Monday, January 5, 2009

Enso Inklings & more Mink Mile Picks


When is a circle not just a circle? When it's an enso, goshdarnit! I didn't know what an enso was until I went to the Japan Foundation's concise show on the topic, which I enjoyed for its riff, I guess, on culturally ingrained formalisms, or places where formalism meets feeling. You can read on this and a few other mink mile shows in my gallery hop for Saturday's National Post. It's also after the jump.


On and Off the Avenue
By Leah Sandals
National Post, Jan 3 2009

New Year's brings many resolutions. Some promise to take a course; others vow to master new languages and visit faraway places.

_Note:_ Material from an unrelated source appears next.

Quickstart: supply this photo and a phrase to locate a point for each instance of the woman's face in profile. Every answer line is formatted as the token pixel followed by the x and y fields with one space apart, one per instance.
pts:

Interestingly, our local galleries and museums can be ideal places to start putting such resolutions into action. (Heck, even if your goal is to lose weight, there's a lot of walking involved.)Here's an Avenue & Bloor culture crawl to get your '09 started right.

Gardiner Museum
111 Queen's Park
When an art exhibition is co-sponsored by a foreign tourist board, you tend to think, "OK, this is going to show lots of beautiful, cliched beach-scene stuff, and not much else." Well, the Gardiner's exhibition Harvest of Memories: Mexican Days of the Dead proves that assumption wrong. Sure, there's some jaw-droppingly beautiful objects here-- the massive clay Tree of Life sculpture and the huge satin-draped remembrance altar, both key to Mexican Day of the Dead tradition, are must-sees. But the Gardiner also takes a savvy, non-resortland spin on Mexican experience, exhibiting photographs of Mexican migrant workers toiling at Canadian farms. Also adding depth is a collection of clay figures created by migrant farm workers in Ontario during summer 2008. These small, vital works -- many of them ornate incense burners used in honouring the dead -- demonstrate the deep cultural reach of Mexican art forms in a way that no massive masterpiece can. To Jan. 18.

Japan Foundation
131 Bloor St. W.
Over at the Japan Foundation, the exhibition Enso highlights a different type of nationally ingrained artwork. An enso is, simply put, a circle -- one created in the Japanese calligraphy tradition using ink on paper. It sounds basic, but as this exhibition demonstrates, the form has considerable complexity. Besides showing sublimely holistic ensos by a master artist, Noriko Maeda, the Japan Foundation also displays ensos by a variety of unusual amateurs: Olympic athletes, car company CEOs and restaurant designers, to name a few. This unexpected variety of input supports a key principle of enso practice -- that each circle reflects the creator's state of mind. Bill Crothers, a runner, writes that his enso is "always incomplete, yet perfect," like his life. Yoichi Sato, a judge, comments, "I was thinking of my mother as I drew the enso." And Ryohei Miyata, a university president, says: "How can a single circle reveal so much of what is in my heart?" Even if you don't leave this little show as an enso believer, there's something very pleasing about seeing the human soul (and its variety) so elegantly portrayed. To Feb. 26.

Royal Ontario Museum
100 Queen's Park
Housepaint and Unbuilt Toronto, two exhibits at the ROM, aim to address closer-to-home subcultures -- those of the city itself. Unbuilt Toronto, which wraps tomorrow, is the more straightforward of the two. It's a small display of failed proposals for city buildings and parks that leaves one wondering, "Wow, what would a 36-storey Eaton Centre -- or a rectangular City Hall -- have looked like?" Housepaint, which runs to July 5, is more complicated, attempting to meld stories of homeless people at Tent City with the visual appeal of graffiti-style art. While each of these phenomena is compelling in its own right, the connection here--graffitied canvases as public-art tribute to Tent City -- isn't completely convincing. Visually, Evoke, Patrick Thompson's painterly touches, and Lease, Lisa Mansfield's indie stencil-art cool, are very appealing, while Dstrbo's street portraits point most strongly to the theme. But these clean, protected canvases seem a world away from the reality of Toronto's homeless. For their sake, the promised auction of these works to benefit Habitat for Humanity certainly can't come soon enough.